Enabling enterprise adoption

We’re still in the early innings of true enterprise adoption of generative AI. Only a fraction of CIOs have moved LLM projects into production so far.

That is despite concerted boardroom pressure to accelerate AI adoption, with early adopters beginning to transition from experimental innovation budgets to software and labor budgets. In Q1 2024, 73% of CIOs indicated direct impacts of AI/ML to their investment priorities, which is no surprise given the trillions of dollars in labor costs that can be impacted by Generative AI.

Model output accuracy and hallucinations are the two obstacles preventing enterprises from moving LLM use cases into production — this is why we are seeing a bifurcation of adoption cycles between internal and external use cases, with considerably lower hallucination tolerance for the latter.

Enterprises are becoming more sophisticated on a range of deployment considerations like combining SLMs with LLMs, inference optimisation, model routing, and agentic design patterns (to name a few). Preceding all of these considerations though is the apparatus needed to get simple applications off the ground, namely retrieval systems around off-the-shelf/fine-tuned models.

Fine-tuning and RAG are the two principal ways companies are customizing LLMs, though these are not mutually exclusive.

Indeed, there is increasing consensus that out-of-the box LLMs need to be augmented — Matei Zaharia, Databricks CTO, described compound systems as the following:

‘As more developers begin to build using LLMs, however, we believe that this focus is rapidly changing: state-of-the-art AI results are increasingly obtained by compound systems with multiple components, not just monolithic models.’

In enterprises, our colleagues at Databricks found that 60% of LLM applications use some form of retrieval-augmented generation (RAG), and 30% use multi-step chains.’

Anyscale produced a helpful taxonomy that elucidates the various use cases that RAG and fine-tuning are appropriate for:

Efficient fine-tuning with techniques like LoRA can cost-effectively imbue a base model with domain-specific knowledge, enhancing performance for highly verticalised tasks where the proprietary data was likely underrepresented in pre-training. RAG is still likely to be the better substitute for most enterprises from a purely economic lens, however:

  1. An enterprise’s knowledge base is dynamic and constantly updating; repetitive fine-tuning runs can become prohibitively expensive, whilst retrieval data sources can be cheaply updated, supporting more real-time factuality in critical use cases
  2. Context windows and recall are unlikely to asymptote soon, but retrieval of relevant context will always be cheaper than saturating context windows
  3. Each step of the RAG process (pre-processing, chunking strategy, post-processing, generation) can be optimised for performance gains
  4. RAG can be combined with citations to provide an audit trail and clear traceability of answers to sources, increasing trust in model outputs

As a public company, every basis point of margin deceleration is heavily scrutinised by analysts. RAG will be key to enterprises deploying LLMs at scale whilst also keeping costs in check.

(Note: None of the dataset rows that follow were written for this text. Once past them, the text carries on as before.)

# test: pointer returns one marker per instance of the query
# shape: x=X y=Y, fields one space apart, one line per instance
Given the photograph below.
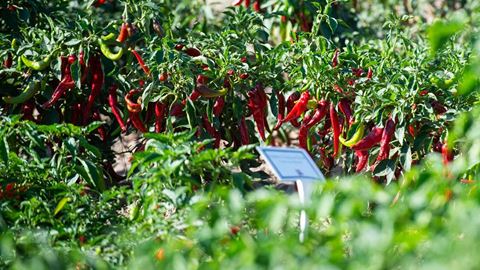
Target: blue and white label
x=291 y=164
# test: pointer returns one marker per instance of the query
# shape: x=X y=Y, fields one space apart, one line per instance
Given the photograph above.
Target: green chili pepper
x=355 y=138
x=37 y=65
x=27 y=94
x=106 y=51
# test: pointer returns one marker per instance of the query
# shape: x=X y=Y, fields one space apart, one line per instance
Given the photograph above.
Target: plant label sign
x=291 y=164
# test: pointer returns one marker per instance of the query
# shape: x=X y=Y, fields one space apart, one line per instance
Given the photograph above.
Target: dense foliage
x=385 y=106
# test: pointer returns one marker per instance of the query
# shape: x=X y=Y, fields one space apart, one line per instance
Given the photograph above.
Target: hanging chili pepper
x=141 y=62
x=134 y=109
x=447 y=154
x=65 y=84
x=244 y=135
x=257 y=6
x=320 y=113
x=335 y=58
x=106 y=50
x=355 y=138
x=83 y=67
x=299 y=107
x=113 y=102
x=357 y=72
x=9 y=61
x=290 y=104
x=373 y=138
x=160 y=110
x=362 y=160
x=438 y=107
x=218 y=106
x=211 y=131
x=37 y=65
x=257 y=104
x=344 y=106
x=386 y=138
x=100 y=129
x=27 y=110
x=336 y=129
x=150 y=111
x=76 y=114
x=303 y=132
x=281 y=110
x=123 y=35
x=96 y=85
x=370 y=73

Understanding The RAG Stack

A simple RAG stack

A simple RAG stack is conceptually simple. Documents are turned into embeddings, which are a set of embeddings / vectors, which are a mathematical representation of the text. The vectors are put into a vector database or vector store. When a query is asked, the query is turned into a set of mathematical representations, which is compared against the vectors in the database. The information that is most semantically similar by comparing the best fit mathematical representation is retrieved and returned to the LLM to construct the answer.

The difference between a simple RAG stack and an advanced RAG stack includes more granular ways to manipulate:

  • The data as it is flowing into the system
  • The data as it is represented and stored
  • The data that is manipulated by the LLM

There will be a spectrum of production RAG stacks from simple to complex:

Complex RAG systems, in contrast, are designed for intricate queries. They employ multi-hop retrieval, extracting and combining information from multiple sources. This method is essential for answering complex questions where the answer requires linking diverse pieces of information which are found in multiple documents.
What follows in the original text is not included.